Despite the leaps and bounds that music and music studies have made (jazz and/or popular music studies are now respected, scholarly fields), there is definitely still a stigma. Saying you’re a classically trained musician still gets peoples attention and makes them assume you’re more talented than the kid whose lessons entailed playing Beatles songs on his guitar. But the fact is, at least to me, that music is music. It has deep cultural connotations and brings together a community of music-makers and listeners, and as long as those relationships are being expressed, then who cares what the music sounds like?

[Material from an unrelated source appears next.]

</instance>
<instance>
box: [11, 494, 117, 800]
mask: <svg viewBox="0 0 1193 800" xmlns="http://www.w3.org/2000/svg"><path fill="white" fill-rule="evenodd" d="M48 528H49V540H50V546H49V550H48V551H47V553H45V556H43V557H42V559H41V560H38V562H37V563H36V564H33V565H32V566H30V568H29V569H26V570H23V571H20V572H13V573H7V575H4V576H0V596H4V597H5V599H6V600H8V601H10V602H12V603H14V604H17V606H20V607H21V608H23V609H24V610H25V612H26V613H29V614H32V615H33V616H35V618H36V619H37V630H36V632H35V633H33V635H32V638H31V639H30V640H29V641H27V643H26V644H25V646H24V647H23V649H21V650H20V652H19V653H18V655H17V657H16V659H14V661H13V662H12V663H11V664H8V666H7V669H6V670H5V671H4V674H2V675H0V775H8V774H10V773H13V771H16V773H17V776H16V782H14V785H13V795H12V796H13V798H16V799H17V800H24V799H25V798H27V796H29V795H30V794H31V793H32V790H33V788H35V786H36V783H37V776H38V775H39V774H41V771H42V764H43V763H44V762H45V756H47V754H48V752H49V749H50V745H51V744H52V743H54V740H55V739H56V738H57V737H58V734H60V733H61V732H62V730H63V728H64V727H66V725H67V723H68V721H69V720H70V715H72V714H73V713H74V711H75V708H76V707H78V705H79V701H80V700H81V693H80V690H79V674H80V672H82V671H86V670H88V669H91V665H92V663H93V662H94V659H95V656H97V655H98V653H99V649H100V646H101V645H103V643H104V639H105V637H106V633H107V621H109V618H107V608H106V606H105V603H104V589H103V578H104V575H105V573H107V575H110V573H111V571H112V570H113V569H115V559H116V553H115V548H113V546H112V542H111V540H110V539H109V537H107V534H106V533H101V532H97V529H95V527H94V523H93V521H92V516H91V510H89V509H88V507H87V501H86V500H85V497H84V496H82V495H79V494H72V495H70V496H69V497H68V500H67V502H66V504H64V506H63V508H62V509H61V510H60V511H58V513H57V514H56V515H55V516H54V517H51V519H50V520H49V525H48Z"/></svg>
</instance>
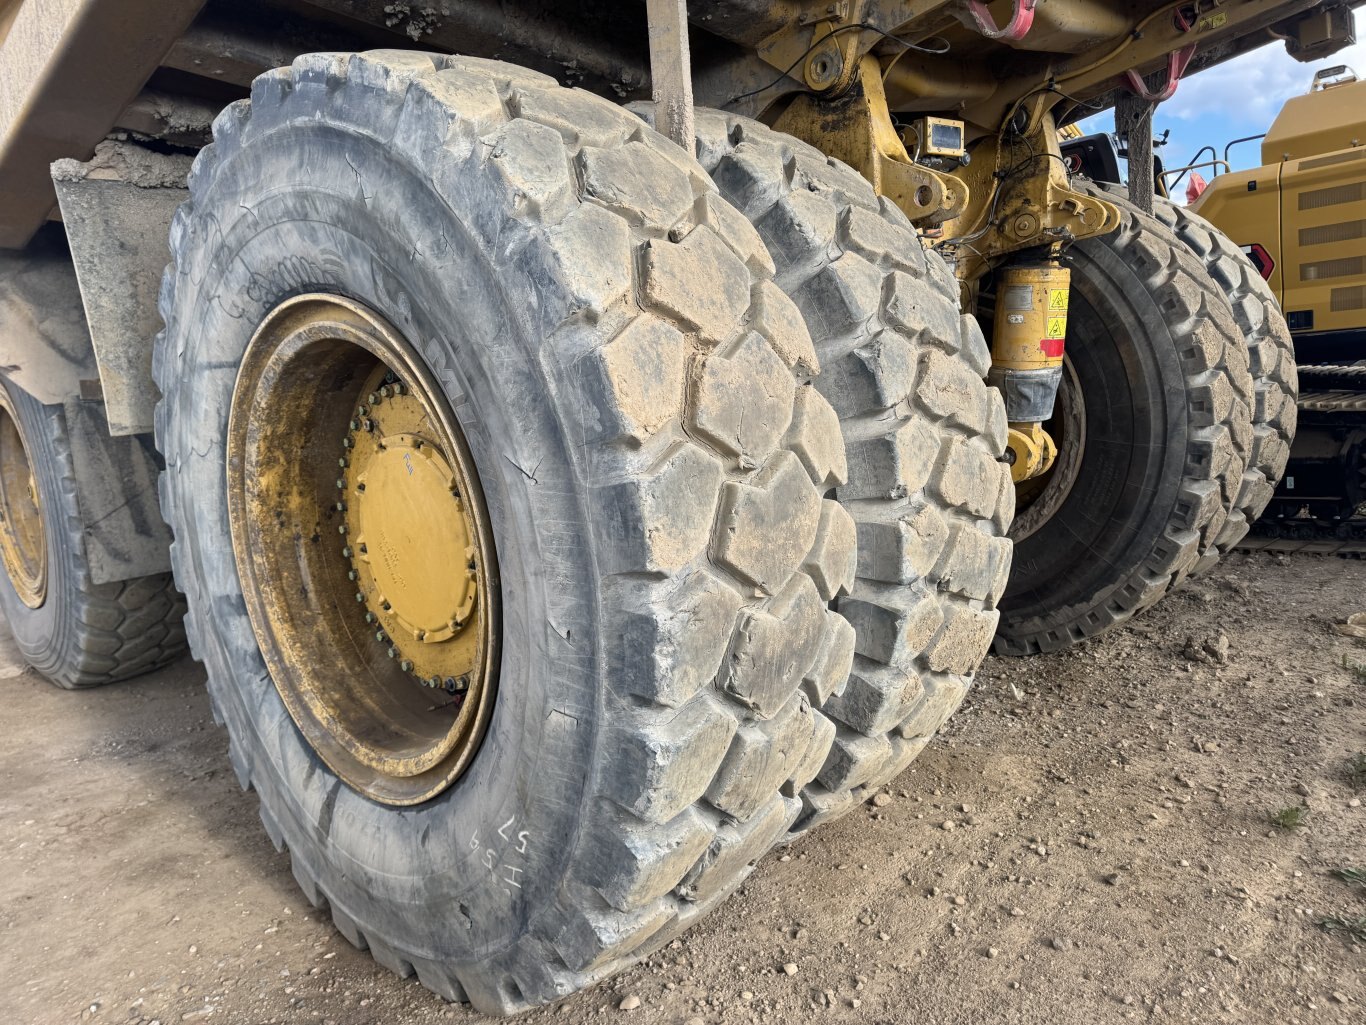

There are definitely some distinct differences between classical and popular music, though. For one, classical performers simply have more at stake. The classical community has been marginalized and pushed out of the spotlight, and the people that are still playing classical music are not just providing a means to hear it, but are keeping the genre extant. On the other hand, popular musicians are working within a huge system of music and musicians, and their only challenge is to create something we haven’t heard before. I do think there is some truth in Adorno’s belief that pop music is standardized, though I don’t believe it to the extent he would want me to. There is a lot of music on the radio that sounds the same. The structure, the instruments, the voice, etc., are all the same. Popular music is a victim (or perhaps successor) of consumer-centric culture, and the songs that are mass-distributed are more like commodities than art. That’s not to say that all pop music is commodified, though, or that classical music isn’t.
In an over-generalized sense, I think that the classical versus pop debate exists, but it’s not real. We have been told to believe that classically trained means better, or that having to wear a suit to a concert instead of jeans somehow means that the music is more serious. If more classical artists were willing to include popular music themes, and more popular artists were willing to include some classical components, then people wouldn’t be so quick to affirm that there’s a rift. If you’ve ever heard Third Stream jazz, you’d know that this synthesis of genres can work beautifully, but it’s all in vain unless people believe in it. Passion is passion, and as long as that exists, then who cares what the music is called?